THEME: "Empowering Hearts, Empowering Lives: Shaping the Future of Cardiovascular Health"
12-13 Oct 2026
Bali, Indonesia
Riskhospitalet University Hospital
Title: First Isolated Single Ventricle Working Porcine Heart Model
Background : Isolated heart models constitute an important substrate for reproducing physiological parameters and testing pathological modifications and therapies and are thus important pre-clinical tools.
Single-ventricle (SV) congenital heart diseases result usually with palliative ‘Fontan’ circulation associated with morbidity and mortality despite recent advances in the management of patients presenting with SV.
Establishing a SV isolated heart model allows to investigate the physiology of an induced SV cardiac function and reproducing the pathological variations seen in humans.
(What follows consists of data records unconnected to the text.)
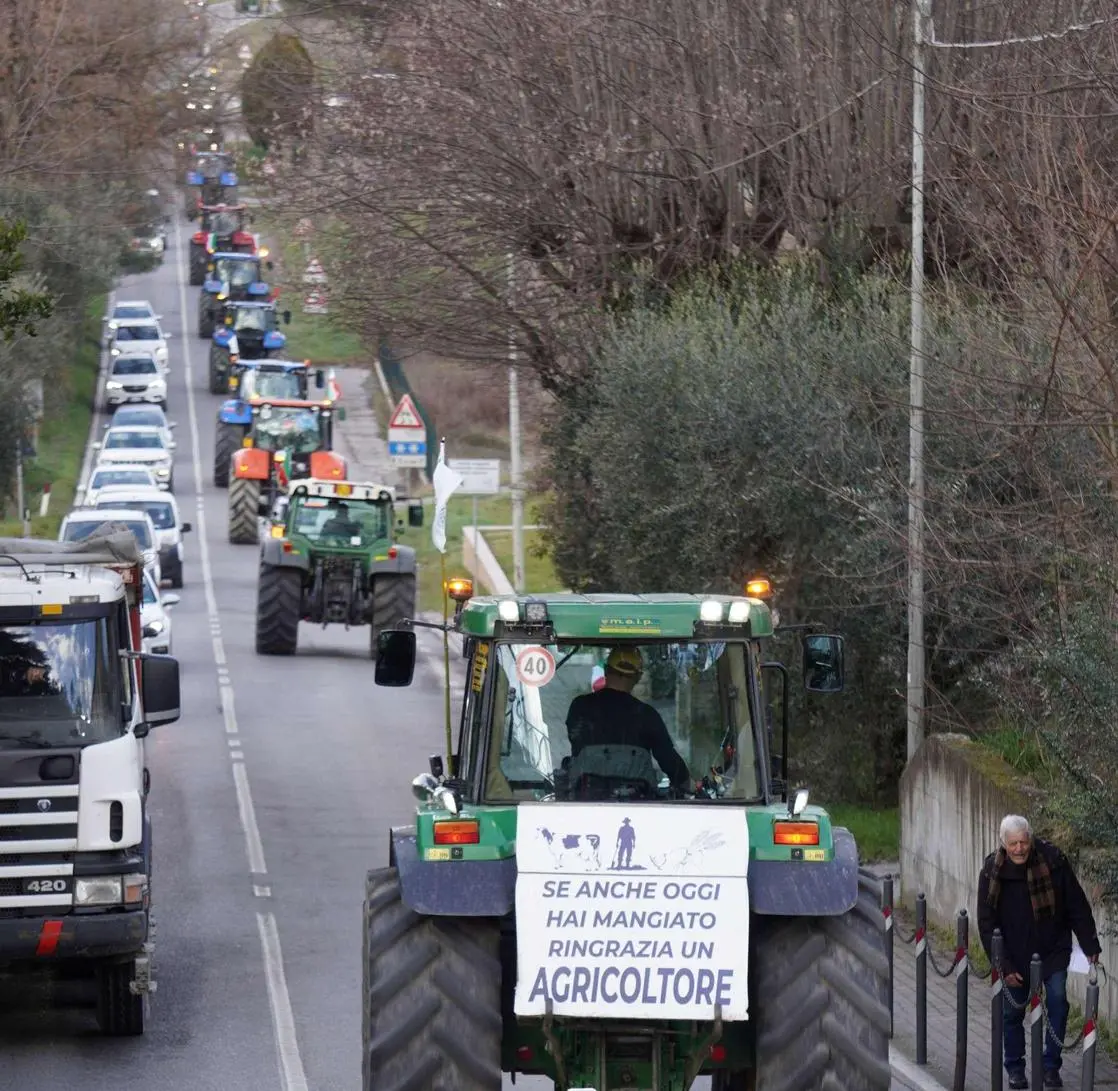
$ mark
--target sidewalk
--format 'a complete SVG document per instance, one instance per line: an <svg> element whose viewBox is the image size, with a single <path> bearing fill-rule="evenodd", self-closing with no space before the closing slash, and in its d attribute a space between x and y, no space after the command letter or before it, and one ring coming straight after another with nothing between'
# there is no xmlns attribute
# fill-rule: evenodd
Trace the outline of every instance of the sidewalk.
<svg viewBox="0 0 1118 1091"><path fill-rule="evenodd" d="M917 1084L926 1091L953 1088L955 1071L955 974L942 978L928 962L928 1064L916 1064L916 947L904 943L915 922L910 914L900 913L893 929L893 1049L900 1054L894 1071L904 1080L925 1076ZM903 933L903 937L902 935ZM929 938L929 950L940 970L947 970L955 957L954 950ZM966 1091L989 1091L991 1088L991 989L989 980L974 971L967 992L969 1018L967 1021L967 1080ZM1027 1031L1026 1031L1027 1035ZM1027 1041L1027 1037L1026 1037ZM908 1061L908 1064L904 1061ZM1079 1047L1065 1051L1062 1076L1069 1089L1080 1087L1082 1052ZM902 1084L903 1085L903 1084ZM1003 1084L1004 1085L1004 1084ZM1095 1054L1095 1087L1118 1088L1118 1069L1107 1057L1099 1043Z"/></svg>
Possible therapies including modifying mechanical circulatory supports (MCS); which in turn could be tested on this model.
Methods: York-X swine ranging from (70-90 kg) were utilized due the similar characteristics with human heart anatomies and physiology.
Three recovered hearts were converted into SV functioning organs via: (1) an atrial septal defect via right atriotomy; (2) a ventricle septal defect via right ventriculotomy; (3) the main pulmonary artery was divided above the pulmonary valve and closed off SV hearts were connected to the apparatus and re-animated with heparinised pig blood and maintained at temperature of 38ºC.
The apparatus can be set in resting or working mode conditions: one can tune preloads and afterloads, and then collect hemodynamic data by echocardiography, electrocardiography, and pressure sensors in all cardiac chambers.
Results and Summary: An isolated-reanimated SV swine heart is easily reproducible which shows a decrease in the cardiac function in time. This model can be used for preclinical trials for testing therapies, particularly MCS devices.
This SV pre-clinical model provide a tool to study cardiac responses in resting and working conditions and to assess variations observed in SV patients and their potential responses to different pharmacological, electrical, and mechanical modifications.
Absence of neuro-humoral response should be considered, but reproducibility and accuracy of data make this platform an elegant tool for cardiovascular research.